<
>

Summer exits leave LSU thin at QB

BATON ROUGE, La. -- LSU officially added another name to its list of summer departures on Monday when a school spokesman confirmed that senior Rob Bolden intends to transfer.

In addition to the seven Tigers who sacrificed their remaining eligibility in order to enter the 2014 NFL draft, four others have announced plans to transfer, including defensive end Jordan Allen (Arizona) and quarterbacks Stephen Rivers (Vanderbilt) and Hayden Rettig (Rutgers). Now Bolden becomes the third player capable of lining up under center who has opted to continue his career elsewhere.

Bolden played receiver this spring after spending the past two seasons as a backup quarterback at LSU -- he never appeared in an actual game -- and the two seasons before that as a part-time starting quarterback at Penn State. He transferred to LSU in 2012 in the wake of the Jerry Sandusky investigation.

Had he remained at LSU, he would have been one of the most veteran players at whichever position he played. Of the nine wideouts listed on the preseason depth chart LSU released Monday, Quantavius Leslie is the only senior, there are no juniors and Travin Dural is the only sophomore.

Bolden attempted to put a positive spin on his shift to receiver during the spring, but obviously something changed since then. A report on Monday by SpartanNation.com had the Michigan native transferring to Eastern Michigan in order to play quarterback.

LSU's more pressing issue now is at quarterback, where the trio's departure leaves sophomore Anthony Jennings and Brandon Harris as the only scholarship players and walk-ons Brad Kragthorpe, Jake Clise and Brandon Bergeron as reserves.

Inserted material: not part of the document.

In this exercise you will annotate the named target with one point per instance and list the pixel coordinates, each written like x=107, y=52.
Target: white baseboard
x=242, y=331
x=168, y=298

That isn't necessarily a nightmare scenario so long as Jennings and Harris stay healthy this fall. LSU used only two quarterbacks -- senior Zach Mettenberger and Jennings -- all of last season, even though Mettenberger dealt with minor injuries for a portion of the fall before suffering a season-ending knee injury in the regular-season finale against Arkansas.

It obviously helped from a continuity standpoint that Mettenberger was a fifth-year senior who possessed extensive college experience and an NFL-level skillset. Jennings and Harris are both early in their developmental cycle, which already leaves LSU with little breathing room at the position even before potential injuries enter the equation.

LSU's coaches made it clear during the spring that Jennings and Harris are their top two options -- hence the departures of the three backup quarterbacks -- so Bolden would have been nothing more than an emergency option as long as the youngsters stayed upright. But he would have been an awfully useful emergency option.

In 2010, Bolden became the first true freshman quarterback to start a game at Penn State in 100 years and he went on to start 17 games between that season and the next before transferring to LSU. Backup quarterbacks with that kind of major-conference experience aren't particularly plentiful, and now LSU has decided to spend his last season of eligibility elsewhere.